Люк не отвечает. Странно, так спешил похвастать, что он коп ебучий, а сейчас ему жалко со мной поболтать?
– Я не про говноремейк. Я про оригинальный кинчик с Киану Ривзом и Патриком Суэйзи. А, и еще с этим, как там его, вокалистом «Ред хот чили пепперс»[13].
Я думал, Люк поможет мне вспомнить, как зовут того типа, но он только зырится на меня. Ладно, откидываюсь на локти и продолжаю:
– В фильме есть сцена, где Киану Ривз и его команда берут притон, не догадываясь, что там живет коп под прикрытием. Короче, у них в заду свербило, они ни фига не продумали план и обломали тому доходяге все расследование. А это долгие месяцы упорной работы. Помнишь тот момент?
Само собой, парень молчит. Норовит освободиться.
– Хотя мне было всего лет десять, та сцена реально меня зацепила. Я постоянно о ней думал. Спрашивал себя: а если бы команда Киану только прикинулась федералами? Что, если бы этот мудак раскрылся, а Киану оказался ваще не из ФБР ни разу? Хотел выпалить этого козла? Двойной поворот!
Картер косится на дверь, словно ждет спасения. Жаль его разочаровывать, однако на помощь никто не примчится.
– Короче, – говорю, вставая, – я решил сам провернуть этот трюк. Глянуть, хватило ли кому-нибудь из вас, долбоебов, дурости предать меня и поведетесь ли вы на мою игру. – Я склоняю голову набок и улыбаюсь. – Думаешь, наверное, «Вот я тупой!», да?
Ублюдок раздраженно дергает челюстью, и я тоже, потому что не пойму, как теперь к нему обращаться: Картер, Люк или труп?

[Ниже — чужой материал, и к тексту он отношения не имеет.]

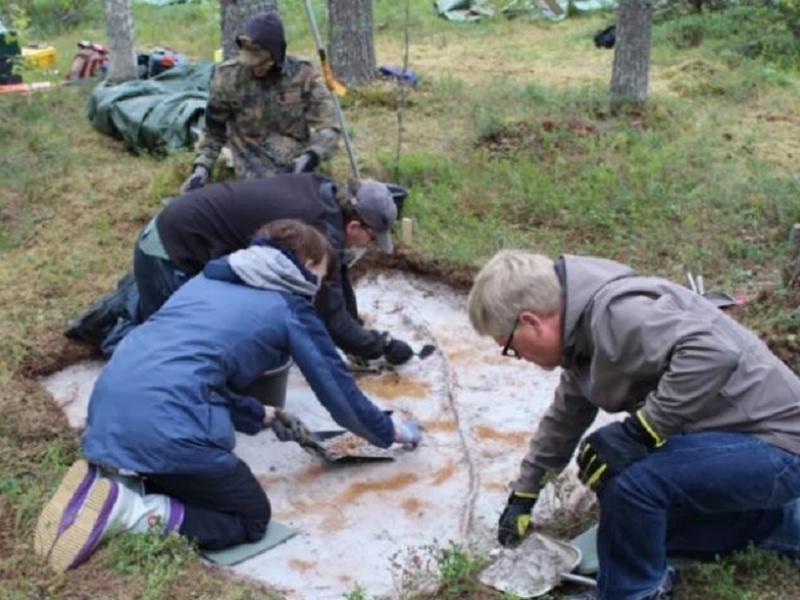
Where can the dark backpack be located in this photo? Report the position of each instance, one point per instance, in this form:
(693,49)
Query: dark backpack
(606,37)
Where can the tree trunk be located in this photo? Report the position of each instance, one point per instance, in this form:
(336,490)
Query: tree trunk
(352,47)
(631,71)
(233,15)
(121,52)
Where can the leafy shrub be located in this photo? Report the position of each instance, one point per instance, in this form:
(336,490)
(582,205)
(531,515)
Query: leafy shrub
(749,30)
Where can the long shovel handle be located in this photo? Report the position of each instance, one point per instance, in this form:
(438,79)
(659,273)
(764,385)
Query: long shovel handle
(312,23)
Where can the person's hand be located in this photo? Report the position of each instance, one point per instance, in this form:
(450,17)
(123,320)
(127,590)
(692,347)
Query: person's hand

Да. Для меня он теперь труп.
– В смысле, прямо ваще-ваще тупой, – смеюсь я. – С фига ли ты себя так быстро выдал? Я вот ни разу не коп, но думал, что вам не положено раскрываться.
Я несколько раз прохожусь из угла в угол, пытаюсь сообразить: ради чего он так спешил, зачем выдал свою истинную личность? Словно торопился к кому-то, боялся опоздать.
Я медленно сажусь обратно на матрас.
– Или ты просто… – смотрю на него, – из тех, кто дает эмоциям брать верх. Как таких называют? Мы вроде бы обсуждали эту тему недавно за обедом? – Изобразив задумчивость, я смотрю в потолок. – А, да, – говорю, – пиздюки.
Моя шутка ему не зашла. Так оно, наверное, даже лучше, потому что если бы он заржал, то взбесил бы меня.
Смотрю на дверь, пытаясь вспомнить, запирал я ее или нет. Встаю с кровати, чтобы проверить, потом снова оборачиваюсь к Люку.
– Впрочем, по-настоящему важный вопрос звучит так: чего это ты поддался эмоциям в такой момент? Вроде надо наоборот, играть во всю силу. Верх должны были взять навыки и рассудок. Что отодвинуло их на второй план?
Я приближаюсь к нему почти вплотную, а он смотрит мне прямо в глаза, задрав голову.
– О, точно. Ты зассал из-за моей сраной невесты, вот и проебал службу! – Я бью его пистолетом по роже, так что голову бросает вбок. Я должен был ему зуб или два выбить, но этой сволочи хоть бы хны, он снова смотрит мне в глаза. Даже спокойнее, чем до удара.
Пидорас.
Стыдно признать, но это его качество мне по вкусу: такой тихий интроверт, которого на испуг не возьмешь. Впечатляет.
Очень жаль, что надавить на него можно лишь при помощи Слоун.
Интересно, давно ли он ей мозги промывает?